Teradata uses statistics to determine the most efficient query plan. Sometimes it is difficult to decide which statistics to collect. Collecting statistics requires a full table scan and you don’t want to do it unnecessarily, but not collecting the required statistics can lead to inefficient queries and increased resource consumption.
The following technique lets Teradata tell you which statistics it could use to improve the query plan for a specific query. To demonstrate, first, we set up some test tables.
CREATE TABLE A(k INTEGER, fk1 INTEGER, fk2 INTEGER) PRIMARY INDEX(k); CREATE TABLE B(kb1 INTEGER, kb2 INTEGER) PRIMARY INDEX(kb1); |
Now we turn on requesting statistics recommendations like this. The following can be entered as SQL using BTEQ or Teradata SQL Assistant.
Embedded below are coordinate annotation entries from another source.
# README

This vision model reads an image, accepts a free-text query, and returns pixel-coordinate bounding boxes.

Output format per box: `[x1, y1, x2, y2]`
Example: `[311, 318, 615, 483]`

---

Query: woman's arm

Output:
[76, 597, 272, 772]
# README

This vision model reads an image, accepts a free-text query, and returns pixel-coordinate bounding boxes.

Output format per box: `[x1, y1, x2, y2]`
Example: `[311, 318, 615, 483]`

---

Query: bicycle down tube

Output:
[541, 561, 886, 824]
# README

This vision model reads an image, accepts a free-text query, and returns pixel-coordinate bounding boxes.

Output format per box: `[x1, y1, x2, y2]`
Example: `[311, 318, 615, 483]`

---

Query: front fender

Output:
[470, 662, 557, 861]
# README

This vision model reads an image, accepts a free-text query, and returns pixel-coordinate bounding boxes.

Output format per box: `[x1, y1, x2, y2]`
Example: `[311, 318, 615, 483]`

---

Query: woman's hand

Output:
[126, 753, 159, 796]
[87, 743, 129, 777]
diagnostic helpstats on for session;
Then when we ask for an EXPLAIN, we get statistics recommendations after the explain plan text.
EXPLAIN SELECT * FROM a JOIN b ON a.fk1 = b.kb1 AND a.fk2 = b.kb2; |
Note the recommended COLLECT STATISTICS commands at the end.
Explanation --------------------------------------------------------------------------- 1) First, we lock a distinct TEST_DB."pseudo table" for read on a RowHash to prevent global deadlock for TEST_DB.b. 2) Next, we lock a distinct TEST_DB."pseudo table" for read on a RowHash to prevent global deadlock for TEST_DB.a. 3) We lock TEST_DB.b for read, and we lock TEST_DB.a for read. 4) We do an all-AMPs RETRIEVE step from TEST_DB.a by way of an all-rows scan with a condition of ("(NOT (TEST_DB.a.fk2 IS NULL )) AND (NOT (TEST_DB.a.fk1 IS NULL ))") into Spool 2 (all_amps), which is redistributed by hash code to all AMPs. Then we do a SORT to order Spool 2 by row hash. The size of Spool 2 is estimated with no confidence to be 96 rows. The estimated time for this step is 0.00 seconds. 5) We do an all-AMPs JOIN step from TEST_DB.b by way of a RowHash match scan with a condition of ("NOT (TEST_DB.b.kb1 IS NULL)"), which is joined to Spool 2 (Last Use) by way of a RowHash match scan. TEST_DB.b and Spool 2 are joined using a merge join, with a join condition of ("(fk1 = TEST_DB.b.kb1) AND (fk2 = TEST_DB.b.kb2)"). The result goes into Spool 1 (group_amps), which is built locally on the AMPs. The size of Spool 1 is estimated with no confidence to be 9,216 rows. The estimated time for this step is 0.03 seconds. 6) Finally, we send out an END TRANSACTION step to all AMPs involved in processing the request. -> The contents of Spool 1 are sent back to the user as the result of statement 1. The total estimated time is 0.03 seconds. BEGIN RECOMMENDED STATS -> 7) "COLLECT STATISTICS TEST_DB.b COLUMN KB1". (HighConf) 8) "COLLECT STATISTICS TEST_DB.b COLUMN (KB2 ,KB1)". (HighConf) 9) "COLLECT STATISTICS TEST_DB.b COLUMN KB2". (HighConf) 10) "COLLECT STATISTICS TEST_DB.a COLUMN K". (HighConf) 11) "COLLECT STATISTICS TEST_DB.a COLUMN (FK2 ,FK1)". (HighConf) 12) "COLLECT STATISTICS TEST_DB.a COLUMN FK2". (HighConf) 13) "COLLECT STATISTICS TEST_DB.a COLUMN FK1". (HighConf) <- END RECOMMENDED STATS
You can run the COLLECT STATISTICS commands that appear in double-quotes in order to provide Teradata with the data demographic information that it needs for an efficient plan.